Airlines intent on making on-time departures are saying no to more fliers who don't check-in on time, according to a USA Today report.
"They're absolutely getting stricter," Terry Trippler, an air travel expert at Cheapseats.com told the newspaper.
Missing a flight can translate into added costs in the form of ticket-change fees and fare differences, the report said. But airlines consider each passenger's reason for late arrival and can also choose to waive the added costs, it said.
The newspaper conducted a survey of the check-in policies of 18 U.S. airlines and found that fewer than half of the airlines guarantee that a passenger who misses a flight will be booked on the next available flight for no charge.
Airlines say their late check-in policies are flexible, the newspaper reported. A Continental Airlines spokeswoman told the newspaper that late passengers may be denied boarding and charged a fee but are generally accommodated on the next flight without charge.
A United spokeswoman said in the report that United won't book late-arriving passengers for free on another airline's flight.
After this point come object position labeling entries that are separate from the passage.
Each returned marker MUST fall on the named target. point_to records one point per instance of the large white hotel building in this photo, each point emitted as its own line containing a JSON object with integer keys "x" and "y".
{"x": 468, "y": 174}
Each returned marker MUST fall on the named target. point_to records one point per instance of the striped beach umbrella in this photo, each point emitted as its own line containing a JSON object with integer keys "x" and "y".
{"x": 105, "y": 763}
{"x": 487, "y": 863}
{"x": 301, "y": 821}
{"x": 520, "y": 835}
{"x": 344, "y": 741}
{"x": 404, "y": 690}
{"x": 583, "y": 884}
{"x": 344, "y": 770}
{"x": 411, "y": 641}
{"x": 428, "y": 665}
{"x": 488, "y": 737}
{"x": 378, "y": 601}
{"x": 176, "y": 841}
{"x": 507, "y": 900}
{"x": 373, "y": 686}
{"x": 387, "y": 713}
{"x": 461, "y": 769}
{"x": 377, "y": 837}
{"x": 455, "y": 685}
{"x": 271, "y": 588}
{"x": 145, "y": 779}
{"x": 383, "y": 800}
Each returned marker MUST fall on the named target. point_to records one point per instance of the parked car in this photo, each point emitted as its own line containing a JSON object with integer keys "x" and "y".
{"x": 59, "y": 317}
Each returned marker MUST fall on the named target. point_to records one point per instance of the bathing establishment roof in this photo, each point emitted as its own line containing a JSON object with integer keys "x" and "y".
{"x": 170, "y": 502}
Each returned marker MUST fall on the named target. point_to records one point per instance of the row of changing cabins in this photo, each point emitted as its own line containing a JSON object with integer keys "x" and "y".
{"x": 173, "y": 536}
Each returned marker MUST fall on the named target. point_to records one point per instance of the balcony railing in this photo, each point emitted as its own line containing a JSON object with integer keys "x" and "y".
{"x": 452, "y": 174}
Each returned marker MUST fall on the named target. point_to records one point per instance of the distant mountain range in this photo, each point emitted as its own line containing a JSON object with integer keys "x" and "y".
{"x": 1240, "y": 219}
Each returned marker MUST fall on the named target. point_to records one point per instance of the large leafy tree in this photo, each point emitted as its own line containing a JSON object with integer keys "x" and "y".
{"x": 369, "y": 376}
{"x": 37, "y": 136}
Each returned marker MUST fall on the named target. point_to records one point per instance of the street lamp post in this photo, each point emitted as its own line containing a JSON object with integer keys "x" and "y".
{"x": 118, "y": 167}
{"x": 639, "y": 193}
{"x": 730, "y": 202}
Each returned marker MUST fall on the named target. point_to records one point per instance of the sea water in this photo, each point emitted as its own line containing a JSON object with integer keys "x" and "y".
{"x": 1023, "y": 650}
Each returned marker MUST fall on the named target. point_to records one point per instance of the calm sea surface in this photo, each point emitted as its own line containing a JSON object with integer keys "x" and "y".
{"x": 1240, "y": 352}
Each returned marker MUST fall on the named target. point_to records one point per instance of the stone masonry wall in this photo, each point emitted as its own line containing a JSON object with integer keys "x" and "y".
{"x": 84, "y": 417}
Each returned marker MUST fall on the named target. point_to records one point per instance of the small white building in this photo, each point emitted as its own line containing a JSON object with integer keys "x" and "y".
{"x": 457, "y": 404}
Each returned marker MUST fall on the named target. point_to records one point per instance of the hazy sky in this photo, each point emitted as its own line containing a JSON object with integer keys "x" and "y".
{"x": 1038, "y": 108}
Travelers who like to cut it close at the airport should check-in online and print out their boarding pass before arriving at the airport, Charles Franklin, a travel manager for an auto manufacturer, recommended in the report.
Printing out a boarding pass ahead of time allows fliers to go directly to the gate without having to meet an airline's ticket counter check-in time, USA Today said.
Fliers should also keep track of check-in requirements, which can vary. For example, passengers flying Delta Air Lines with no bags to check have to show up at the ticket counter 15 minutes before most domestic flights, while those with bags to check are required to arrive 30 minutes in advance, the report said.